This course will be most valuable to medical device industry engineers, engineering managers, regulatory affairs professionals, scientists, and quality engineers needing an understanding of Validation and Verification (V&V) per FDA’s CFR 820.30(f, g), ISO 13485-2003, and Risk Analysis Techniques consistent with ISO 14971-2007.
Personnel involved in product development, design, manufacturing, quality assurance, or regulatory affairs that do not have an in-depth knowledge of Design V&V, Risk Analysis, and its workings, will benefit from this course. Additionally, this program can be customized and delivered on-site for more experienced personnel (including middle and upper management) to update and broaden their knowledge in these subjects.

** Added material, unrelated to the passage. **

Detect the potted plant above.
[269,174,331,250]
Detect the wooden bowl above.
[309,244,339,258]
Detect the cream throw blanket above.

The first day will cover the general context for V&V and Risk Analysis in relation to quality systems, standards, and procedures. The course will then focus on implementation aspects of key parts of V&V which will continue into the second day. Attendees will participate in several exercises designed to reinforce key concepts from the presentation. Participants will receive extensive course notes that can be used as reference material once the course is completed.
This course covers current FDA regulatory compliance with respect to developing medical devices. Focus will be placed on relevant aspects of FDA regulation to V&V and Risk Analysis and the FDA's supplemental guidelines. An ISO perspective is offered to compliment the FDA view.
Among the topics to be discussed are: Context of V&V and Risk Analysis within the overall quality system and regulation, V&V and Risk analysis procedures, V&V methodologies, V&V strategies, types of risk analysis, risk mitigation, and methods to determine probability and severity for Risk analysis.